= John Magera =

American archer (born 1970)

John Elliott Magera (born February 6, 1970) is an athlete from the United States, who competes in archery.

Magera was born in Houston, Texas.

He was a member of the 2004 Summer Olympics 4th-place American men's archery team, which lost the bronze medal to Ukraine by two points.

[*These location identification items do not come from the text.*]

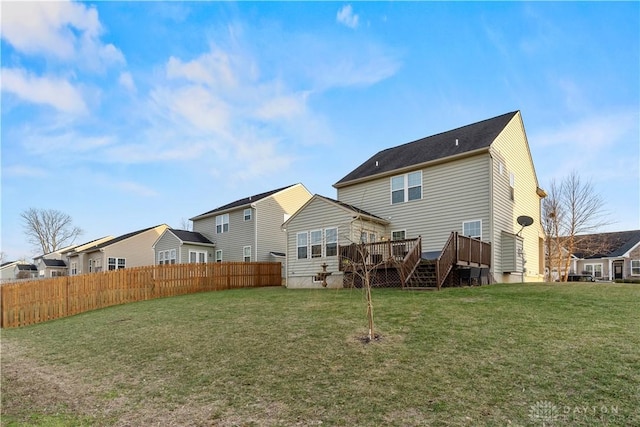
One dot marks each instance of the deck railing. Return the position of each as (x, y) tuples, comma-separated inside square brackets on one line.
[(378, 254)]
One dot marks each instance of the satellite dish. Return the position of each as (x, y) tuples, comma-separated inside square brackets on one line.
[(525, 220)]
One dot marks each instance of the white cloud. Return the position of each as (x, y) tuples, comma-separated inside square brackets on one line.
[(67, 31), (126, 81), (346, 17), (23, 171), (55, 92), (592, 132)]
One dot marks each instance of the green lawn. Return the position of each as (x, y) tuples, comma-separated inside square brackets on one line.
[(561, 354)]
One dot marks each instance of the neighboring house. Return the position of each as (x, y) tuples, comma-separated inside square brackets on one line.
[(475, 180), (249, 229), (182, 246), (53, 263), (608, 256), (126, 251), (75, 257), (16, 270)]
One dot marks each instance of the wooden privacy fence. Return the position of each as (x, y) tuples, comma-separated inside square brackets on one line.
[(27, 303)]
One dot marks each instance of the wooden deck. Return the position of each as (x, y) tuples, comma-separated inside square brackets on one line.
[(405, 256)]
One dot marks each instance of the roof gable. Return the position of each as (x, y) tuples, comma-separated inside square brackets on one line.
[(458, 141), (601, 245), (246, 201), (190, 236)]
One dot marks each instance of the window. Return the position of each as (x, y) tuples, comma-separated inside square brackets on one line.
[(594, 269), (316, 243), (512, 185), (472, 229), (635, 267), (406, 187), (222, 224), (331, 241), (302, 242), (115, 263), (197, 256), (398, 235)]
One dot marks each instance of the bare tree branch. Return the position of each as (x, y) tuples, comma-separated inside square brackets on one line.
[(48, 229)]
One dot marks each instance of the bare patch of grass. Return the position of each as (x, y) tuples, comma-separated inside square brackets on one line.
[(473, 356)]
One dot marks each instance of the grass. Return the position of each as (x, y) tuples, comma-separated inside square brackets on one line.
[(517, 354)]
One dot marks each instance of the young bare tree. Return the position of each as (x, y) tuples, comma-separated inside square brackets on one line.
[(48, 229), (571, 211)]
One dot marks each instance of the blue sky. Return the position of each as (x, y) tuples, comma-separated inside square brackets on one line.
[(127, 115)]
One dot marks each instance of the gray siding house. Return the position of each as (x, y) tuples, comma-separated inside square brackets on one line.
[(608, 256), (475, 180), (249, 229)]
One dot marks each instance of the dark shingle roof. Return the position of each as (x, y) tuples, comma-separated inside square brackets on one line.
[(600, 245), (191, 236), (242, 202), (470, 137), (118, 239), (54, 263)]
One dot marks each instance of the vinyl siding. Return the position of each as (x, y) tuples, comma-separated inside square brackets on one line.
[(137, 250), (512, 148), (452, 193), (271, 213), (317, 215)]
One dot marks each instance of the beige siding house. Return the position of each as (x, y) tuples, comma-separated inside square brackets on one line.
[(475, 180), (182, 247), (314, 234), (129, 250), (249, 229)]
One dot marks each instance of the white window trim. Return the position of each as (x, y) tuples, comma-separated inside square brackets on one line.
[(221, 221), (593, 268), (298, 245), (405, 188), (631, 267), (399, 231), (469, 222)]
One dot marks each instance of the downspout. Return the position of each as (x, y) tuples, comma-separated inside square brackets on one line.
[(255, 229)]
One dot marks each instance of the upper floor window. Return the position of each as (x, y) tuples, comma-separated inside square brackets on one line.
[(302, 244), (406, 187), (197, 257), (222, 223), (316, 243), (116, 263), (512, 185), (331, 241), (398, 235), (472, 229)]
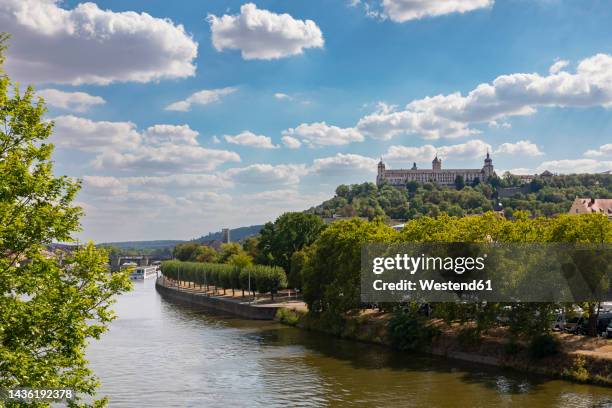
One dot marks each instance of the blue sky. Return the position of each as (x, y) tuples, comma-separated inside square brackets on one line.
[(349, 81)]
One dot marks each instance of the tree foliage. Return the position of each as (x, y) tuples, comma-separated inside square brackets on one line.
[(541, 197), (289, 233), (51, 305)]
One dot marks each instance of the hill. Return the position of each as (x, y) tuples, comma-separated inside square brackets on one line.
[(236, 234), (541, 197)]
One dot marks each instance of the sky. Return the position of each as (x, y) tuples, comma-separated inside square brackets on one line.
[(182, 118)]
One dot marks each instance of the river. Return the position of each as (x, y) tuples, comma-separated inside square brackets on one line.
[(158, 353)]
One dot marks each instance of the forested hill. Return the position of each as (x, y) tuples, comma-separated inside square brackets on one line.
[(236, 234), (541, 197)]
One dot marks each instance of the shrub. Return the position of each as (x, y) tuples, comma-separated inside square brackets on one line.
[(544, 345), (410, 332)]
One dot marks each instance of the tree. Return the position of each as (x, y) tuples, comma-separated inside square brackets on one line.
[(228, 250), (289, 233), (205, 253), (186, 251), (459, 182), (50, 306)]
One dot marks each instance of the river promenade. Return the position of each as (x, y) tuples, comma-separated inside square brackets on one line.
[(581, 359), (227, 302)]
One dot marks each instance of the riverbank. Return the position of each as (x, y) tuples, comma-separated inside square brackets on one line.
[(227, 302), (580, 359)]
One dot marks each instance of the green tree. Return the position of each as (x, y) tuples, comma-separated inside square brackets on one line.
[(186, 251), (289, 233), (49, 307), (459, 182), (204, 253), (228, 250)]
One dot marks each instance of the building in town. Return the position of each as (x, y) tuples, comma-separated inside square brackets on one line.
[(437, 175), (592, 205)]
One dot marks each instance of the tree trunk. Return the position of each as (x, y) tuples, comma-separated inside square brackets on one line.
[(593, 319)]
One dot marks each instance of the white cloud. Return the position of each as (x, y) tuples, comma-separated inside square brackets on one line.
[(104, 185), (86, 44), (471, 150), (211, 197), (343, 163), (520, 148), (74, 101), (159, 148), (87, 135), (401, 11), (518, 171), (203, 97), (261, 34), (247, 138), (386, 123), (165, 158), (508, 95), (282, 96), (602, 151), (575, 166), (291, 142), (268, 174), (321, 134), (170, 134), (558, 66), (175, 181)]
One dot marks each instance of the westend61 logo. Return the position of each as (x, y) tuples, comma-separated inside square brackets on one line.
[(495, 272), (412, 264)]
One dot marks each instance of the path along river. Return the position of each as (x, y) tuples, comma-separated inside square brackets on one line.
[(159, 353)]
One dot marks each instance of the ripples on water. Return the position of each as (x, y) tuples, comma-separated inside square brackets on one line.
[(163, 354)]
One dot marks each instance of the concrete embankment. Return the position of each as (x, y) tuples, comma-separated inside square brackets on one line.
[(580, 359), (218, 303)]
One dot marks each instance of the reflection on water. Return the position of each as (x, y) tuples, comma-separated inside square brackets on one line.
[(162, 354)]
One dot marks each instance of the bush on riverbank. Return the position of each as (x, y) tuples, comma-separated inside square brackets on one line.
[(408, 331), (263, 279)]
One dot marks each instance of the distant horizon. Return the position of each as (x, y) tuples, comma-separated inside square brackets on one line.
[(181, 118)]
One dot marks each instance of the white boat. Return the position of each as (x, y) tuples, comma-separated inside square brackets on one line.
[(144, 272)]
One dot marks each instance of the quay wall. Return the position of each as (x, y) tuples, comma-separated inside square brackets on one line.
[(243, 310)]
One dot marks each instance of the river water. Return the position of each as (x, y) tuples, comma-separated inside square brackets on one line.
[(159, 353)]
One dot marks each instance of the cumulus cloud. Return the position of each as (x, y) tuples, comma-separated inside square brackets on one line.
[(573, 166), (165, 158), (321, 134), (119, 145), (170, 134), (508, 95), (74, 132), (282, 96), (261, 34), (119, 185), (291, 142), (268, 174), (558, 66), (86, 44), (471, 150), (401, 11), (520, 148), (74, 101), (247, 138), (342, 163), (203, 97), (602, 151)]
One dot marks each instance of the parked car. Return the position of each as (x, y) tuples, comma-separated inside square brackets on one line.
[(559, 323), (603, 321), (573, 324)]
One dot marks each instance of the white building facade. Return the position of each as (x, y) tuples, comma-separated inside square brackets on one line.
[(436, 175)]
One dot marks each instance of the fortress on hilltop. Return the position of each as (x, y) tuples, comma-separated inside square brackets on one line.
[(437, 175)]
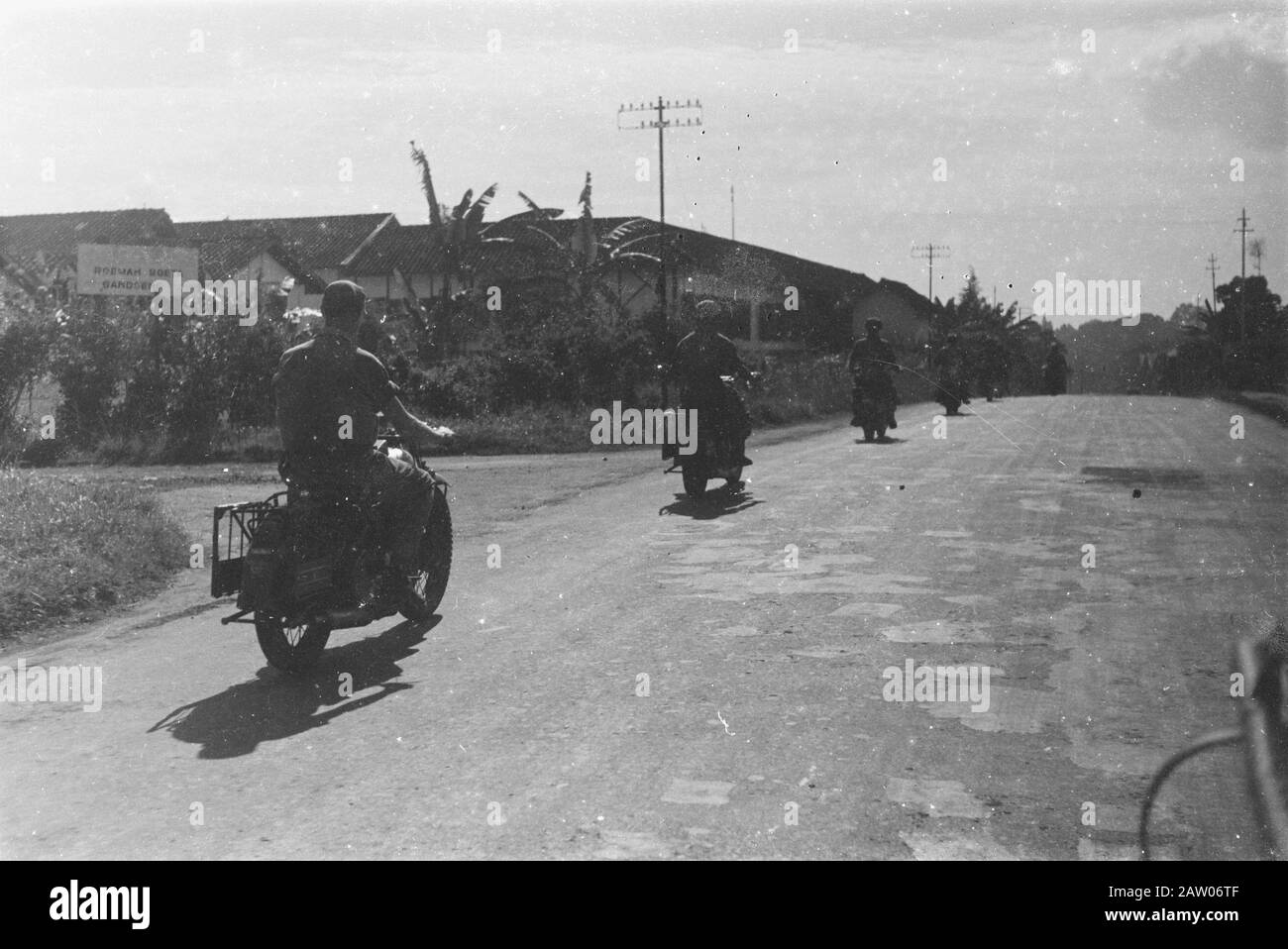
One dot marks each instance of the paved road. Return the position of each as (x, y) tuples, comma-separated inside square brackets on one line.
[(639, 678)]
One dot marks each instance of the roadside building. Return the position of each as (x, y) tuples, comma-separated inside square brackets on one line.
[(39, 250)]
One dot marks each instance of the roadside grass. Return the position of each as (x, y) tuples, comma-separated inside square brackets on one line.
[(71, 549), (790, 391)]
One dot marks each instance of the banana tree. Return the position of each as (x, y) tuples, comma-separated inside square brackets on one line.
[(583, 261), (458, 235)]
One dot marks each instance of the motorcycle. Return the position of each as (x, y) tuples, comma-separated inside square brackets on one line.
[(307, 563), (717, 454), (953, 393), (874, 407)]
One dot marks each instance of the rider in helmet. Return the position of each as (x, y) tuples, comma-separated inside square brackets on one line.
[(874, 359), (952, 369), (699, 360), (329, 391)]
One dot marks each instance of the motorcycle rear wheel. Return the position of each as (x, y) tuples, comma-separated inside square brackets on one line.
[(436, 559), (290, 649)]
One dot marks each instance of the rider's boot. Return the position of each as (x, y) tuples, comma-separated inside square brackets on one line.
[(411, 601)]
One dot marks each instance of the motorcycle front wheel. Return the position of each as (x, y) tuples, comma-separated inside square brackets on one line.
[(290, 648), (695, 484), (436, 559)]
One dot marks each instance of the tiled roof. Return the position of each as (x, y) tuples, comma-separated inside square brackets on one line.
[(314, 243), (42, 243), (222, 258), (911, 296), (411, 249)]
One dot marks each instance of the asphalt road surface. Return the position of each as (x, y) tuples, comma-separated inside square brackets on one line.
[(640, 678)]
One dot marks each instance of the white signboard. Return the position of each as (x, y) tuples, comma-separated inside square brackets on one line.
[(121, 269)]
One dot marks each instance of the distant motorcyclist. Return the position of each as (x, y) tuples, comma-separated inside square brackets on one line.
[(951, 365), (699, 360), (1055, 371), (872, 361)]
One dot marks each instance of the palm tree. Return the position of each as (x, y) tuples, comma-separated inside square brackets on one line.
[(456, 235), (584, 261)]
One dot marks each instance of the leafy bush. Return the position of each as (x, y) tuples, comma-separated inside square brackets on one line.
[(69, 548)]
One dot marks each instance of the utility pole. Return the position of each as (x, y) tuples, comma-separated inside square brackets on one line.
[(1243, 231), (695, 119), (928, 253), (1256, 249)]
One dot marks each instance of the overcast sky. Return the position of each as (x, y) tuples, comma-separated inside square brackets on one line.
[(1113, 163)]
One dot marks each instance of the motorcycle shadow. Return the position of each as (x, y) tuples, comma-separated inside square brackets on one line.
[(274, 705), (713, 503)]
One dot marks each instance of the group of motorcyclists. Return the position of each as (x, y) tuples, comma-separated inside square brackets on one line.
[(331, 376)]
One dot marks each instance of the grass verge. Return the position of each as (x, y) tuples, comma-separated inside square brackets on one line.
[(71, 549)]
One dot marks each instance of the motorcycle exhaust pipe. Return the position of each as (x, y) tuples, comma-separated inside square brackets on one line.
[(347, 618)]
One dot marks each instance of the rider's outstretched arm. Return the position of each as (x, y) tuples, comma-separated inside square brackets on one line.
[(412, 428)]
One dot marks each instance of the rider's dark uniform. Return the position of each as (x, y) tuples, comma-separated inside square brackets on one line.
[(699, 361), (327, 395), (872, 360)]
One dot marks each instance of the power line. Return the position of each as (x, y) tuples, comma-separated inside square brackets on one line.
[(694, 120), (1243, 231), (928, 253)]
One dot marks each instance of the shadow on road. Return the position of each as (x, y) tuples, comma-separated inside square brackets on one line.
[(274, 705), (713, 503), (884, 439)]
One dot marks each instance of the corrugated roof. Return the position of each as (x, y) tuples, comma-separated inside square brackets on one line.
[(314, 243), (42, 243)]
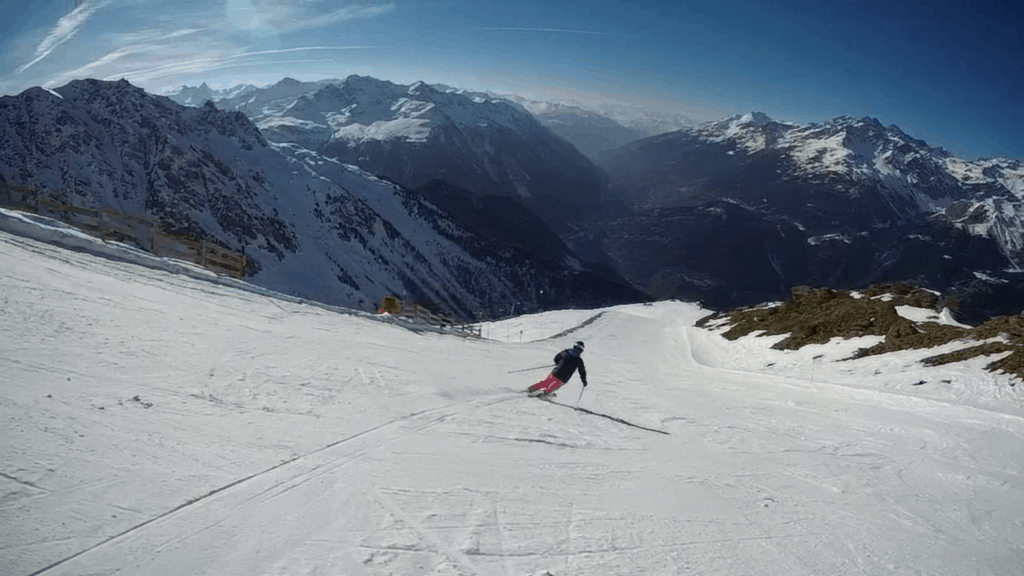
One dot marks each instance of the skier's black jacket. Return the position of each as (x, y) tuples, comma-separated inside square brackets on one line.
[(567, 361)]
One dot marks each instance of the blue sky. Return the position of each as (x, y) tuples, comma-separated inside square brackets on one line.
[(950, 74)]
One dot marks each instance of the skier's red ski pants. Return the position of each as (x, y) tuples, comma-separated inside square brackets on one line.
[(549, 384)]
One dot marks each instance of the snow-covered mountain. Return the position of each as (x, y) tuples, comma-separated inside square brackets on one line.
[(199, 95), (310, 225), (846, 202), (157, 424), (590, 132), (414, 134)]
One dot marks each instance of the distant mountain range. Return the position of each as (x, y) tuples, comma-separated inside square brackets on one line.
[(736, 211), (310, 224), (474, 202), (415, 134)]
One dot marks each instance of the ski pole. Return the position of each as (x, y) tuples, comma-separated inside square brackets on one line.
[(524, 369)]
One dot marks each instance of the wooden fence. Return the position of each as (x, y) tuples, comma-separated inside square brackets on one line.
[(416, 313), (111, 224)]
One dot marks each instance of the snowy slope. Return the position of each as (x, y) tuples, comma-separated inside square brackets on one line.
[(155, 423)]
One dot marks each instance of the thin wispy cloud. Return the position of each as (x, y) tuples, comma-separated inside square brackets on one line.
[(130, 45), (66, 28), (287, 15), (192, 66), (554, 30)]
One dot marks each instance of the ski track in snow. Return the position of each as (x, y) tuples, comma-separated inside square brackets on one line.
[(159, 424)]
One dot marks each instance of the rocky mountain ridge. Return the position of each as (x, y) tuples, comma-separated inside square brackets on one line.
[(845, 203), (414, 134)]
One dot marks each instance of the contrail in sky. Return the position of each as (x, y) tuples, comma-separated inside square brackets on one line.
[(557, 30), (66, 28)]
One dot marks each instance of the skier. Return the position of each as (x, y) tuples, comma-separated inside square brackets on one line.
[(566, 363)]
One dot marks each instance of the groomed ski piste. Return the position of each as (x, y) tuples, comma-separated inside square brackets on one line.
[(154, 421)]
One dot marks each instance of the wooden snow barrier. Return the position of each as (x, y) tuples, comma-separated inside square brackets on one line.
[(111, 224), (418, 314)]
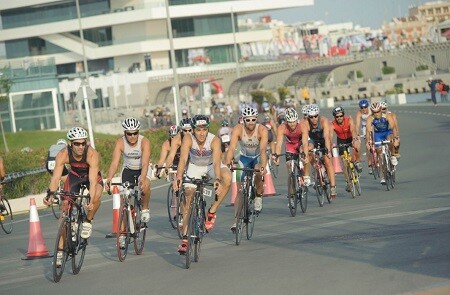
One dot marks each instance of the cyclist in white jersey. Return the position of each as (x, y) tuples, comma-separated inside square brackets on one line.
[(203, 151), (135, 151), (253, 139), (360, 124)]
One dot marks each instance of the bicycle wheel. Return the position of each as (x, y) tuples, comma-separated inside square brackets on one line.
[(56, 207), (240, 218), (78, 245), (123, 234), (189, 256), (172, 205), (251, 213), (179, 215), (140, 228), (6, 216), (292, 191), (63, 236)]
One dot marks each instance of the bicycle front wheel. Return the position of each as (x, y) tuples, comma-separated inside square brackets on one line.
[(140, 229), (6, 216), (172, 205), (292, 198), (251, 213), (123, 234), (61, 246)]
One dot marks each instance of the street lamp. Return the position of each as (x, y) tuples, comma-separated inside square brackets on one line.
[(176, 87)]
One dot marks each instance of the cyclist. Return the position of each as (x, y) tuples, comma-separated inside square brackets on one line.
[(271, 126), (360, 125), (224, 135), (84, 170), (135, 151), (253, 139), (51, 156), (292, 132), (345, 131), (384, 128), (385, 110), (317, 129), (175, 144), (202, 149), (165, 150)]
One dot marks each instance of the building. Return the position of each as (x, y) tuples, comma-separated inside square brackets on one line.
[(125, 42)]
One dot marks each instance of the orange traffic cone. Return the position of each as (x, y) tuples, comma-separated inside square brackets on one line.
[(269, 188), (336, 161), (116, 207), (36, 243)]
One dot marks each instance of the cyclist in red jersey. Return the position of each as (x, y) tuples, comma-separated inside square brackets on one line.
[(345, 130), (291, 130)]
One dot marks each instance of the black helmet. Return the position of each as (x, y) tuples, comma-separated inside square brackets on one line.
[(200, 121)]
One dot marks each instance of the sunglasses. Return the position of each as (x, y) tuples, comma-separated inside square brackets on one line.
[(75, 143)]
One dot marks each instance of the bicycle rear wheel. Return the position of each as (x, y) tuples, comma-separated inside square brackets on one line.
[(140, 228), (6, 216), (251, 213), (123, 234), (172, 205), (292, 191), (62, 236), (240, 218)]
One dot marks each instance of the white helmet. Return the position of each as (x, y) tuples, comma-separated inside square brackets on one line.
[(249, 112), (130, 124), (305, 109), (291, 115), (76, 133), (313, 110), (61, 141)]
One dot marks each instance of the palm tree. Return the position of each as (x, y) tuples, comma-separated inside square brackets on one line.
[(5, 87)]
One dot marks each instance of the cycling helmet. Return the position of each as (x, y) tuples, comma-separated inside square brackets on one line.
[(130, 124), (338, 110), (77, 133), (291, 115), (249, 112), (185, 123), (305, 109), (364, 103), (375, 107), (61, 141), (313, 110), (200, 121), (173, 130)]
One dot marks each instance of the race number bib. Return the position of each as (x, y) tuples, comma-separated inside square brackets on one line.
[(51, 165)]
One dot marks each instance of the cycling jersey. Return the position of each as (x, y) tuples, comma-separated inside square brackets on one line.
[(342, 131), (293, 138), (250, 143)]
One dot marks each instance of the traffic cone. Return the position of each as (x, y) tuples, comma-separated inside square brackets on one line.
[(116, 207), (336, 161), (36, 243), (233, 188), (269, 188)]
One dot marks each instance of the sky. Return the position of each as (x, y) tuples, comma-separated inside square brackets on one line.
[(366, 13)]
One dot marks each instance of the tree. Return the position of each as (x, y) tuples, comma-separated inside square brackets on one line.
[(5, 87)]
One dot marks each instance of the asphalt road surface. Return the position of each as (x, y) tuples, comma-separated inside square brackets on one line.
[(384, 242)]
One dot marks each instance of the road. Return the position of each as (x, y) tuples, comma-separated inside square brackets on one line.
[(380, 243)]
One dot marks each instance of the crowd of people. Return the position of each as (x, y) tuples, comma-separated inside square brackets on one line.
[(192, 151)]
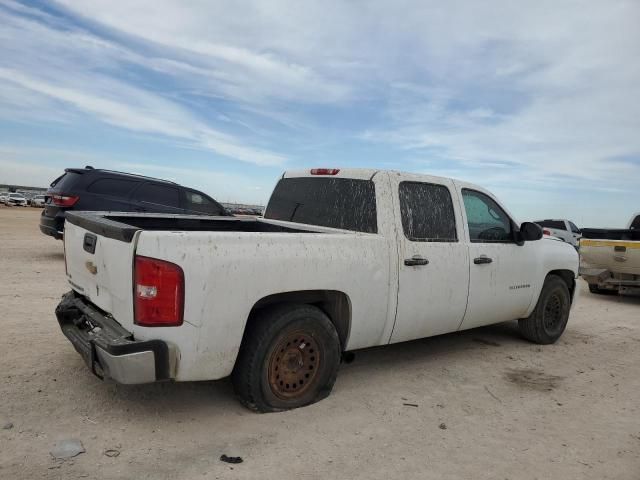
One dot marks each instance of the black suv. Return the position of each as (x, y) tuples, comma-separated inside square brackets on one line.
[(105, 190)]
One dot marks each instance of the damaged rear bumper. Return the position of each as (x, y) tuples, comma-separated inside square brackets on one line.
[(108, 349)]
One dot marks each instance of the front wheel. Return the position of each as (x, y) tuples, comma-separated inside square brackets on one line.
[(289, 358), (548, 320)]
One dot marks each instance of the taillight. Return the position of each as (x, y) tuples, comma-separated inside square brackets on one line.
[(158, 293), (63, 200), (325, 171)]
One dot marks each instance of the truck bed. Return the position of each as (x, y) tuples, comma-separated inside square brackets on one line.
[(123, 226)]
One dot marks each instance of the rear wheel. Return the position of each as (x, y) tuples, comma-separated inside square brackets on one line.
[(548, 320), (289, 358)]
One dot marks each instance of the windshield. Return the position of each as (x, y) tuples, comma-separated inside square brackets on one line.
[(343, 203)]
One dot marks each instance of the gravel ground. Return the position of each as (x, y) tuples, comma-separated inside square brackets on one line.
[(478, 404)]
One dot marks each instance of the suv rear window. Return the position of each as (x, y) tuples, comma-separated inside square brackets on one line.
[(343, 203), (113, 186), (555, 224), (158, 195), (65, 182), (198, 202)]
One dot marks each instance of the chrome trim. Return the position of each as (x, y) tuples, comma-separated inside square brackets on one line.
[(132, 368)]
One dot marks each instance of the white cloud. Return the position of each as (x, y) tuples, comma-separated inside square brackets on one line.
[(543, 94), (49, 71)]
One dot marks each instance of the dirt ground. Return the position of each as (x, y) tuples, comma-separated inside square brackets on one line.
[(473, 405)]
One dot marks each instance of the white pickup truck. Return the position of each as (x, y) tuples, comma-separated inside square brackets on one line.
[(610, 258), (342, 260)]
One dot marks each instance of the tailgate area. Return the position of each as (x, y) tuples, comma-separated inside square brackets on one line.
[(100, 268), (107, 348)]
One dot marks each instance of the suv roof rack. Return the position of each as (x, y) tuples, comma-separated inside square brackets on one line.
[(83, 170)]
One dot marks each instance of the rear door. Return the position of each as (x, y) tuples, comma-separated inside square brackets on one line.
[(100, 268), (502, 273), (433, 274)]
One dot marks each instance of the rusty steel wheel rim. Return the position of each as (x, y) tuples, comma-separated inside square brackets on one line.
[(553, 312), (294, 365)]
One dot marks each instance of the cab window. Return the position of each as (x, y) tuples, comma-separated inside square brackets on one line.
[(487, 221), (427, 212)]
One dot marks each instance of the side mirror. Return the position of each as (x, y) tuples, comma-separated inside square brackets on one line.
[(530, 231)]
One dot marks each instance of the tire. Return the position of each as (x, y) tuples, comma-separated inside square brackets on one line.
[(289, 358), (548, 320)]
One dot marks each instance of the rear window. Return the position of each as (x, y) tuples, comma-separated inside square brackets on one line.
[(427, 212), (343, 203), (555, 224), (116, 187), (158, 195), (200, 203), (65, 182)]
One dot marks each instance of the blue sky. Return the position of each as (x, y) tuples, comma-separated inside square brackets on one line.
[(537, 101)]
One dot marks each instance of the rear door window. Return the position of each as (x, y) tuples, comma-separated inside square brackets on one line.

He also competed in men's individual archery, where he was defeated by Wang Cheng-pang with 144-159 in the first round of elimination, placing 39th overall.

In August 2006, Magera was selected as one of four original coaches for the "Junior Dream Team" - a developmental program for teenage archers that train at the Olympic training center.

Magera served as the Asst. head coach for the U.S. team during the 2007 Grand Prix event held in Antalya, Turkey.

At the U.S. Olympic Team Trials, First Nomination Shoot, September 28 – October 1, 2011 at College Station, Texas John Magera qualified as part of the men’s Shadow Team for the US Olympic Team Trials.

After 144 arrows, the top 16 men include Ellison, Kaminski, Wukie, Thomas Stanwood, Butch Johnson, Joe Fanchin, Peter Kelchner, Staten Holmes, Michael Quayle, John Magera, Vic Wunderle, Dan Schuller, Daniel McLaughlin, Matthew Zumbo, Jeff Anderson and Joe McGlyn.

At the U.S. Olympic Team Trials, Second Nomination Shoot, April 23–28, 2012, Magera finished 11th among the 16 competitors.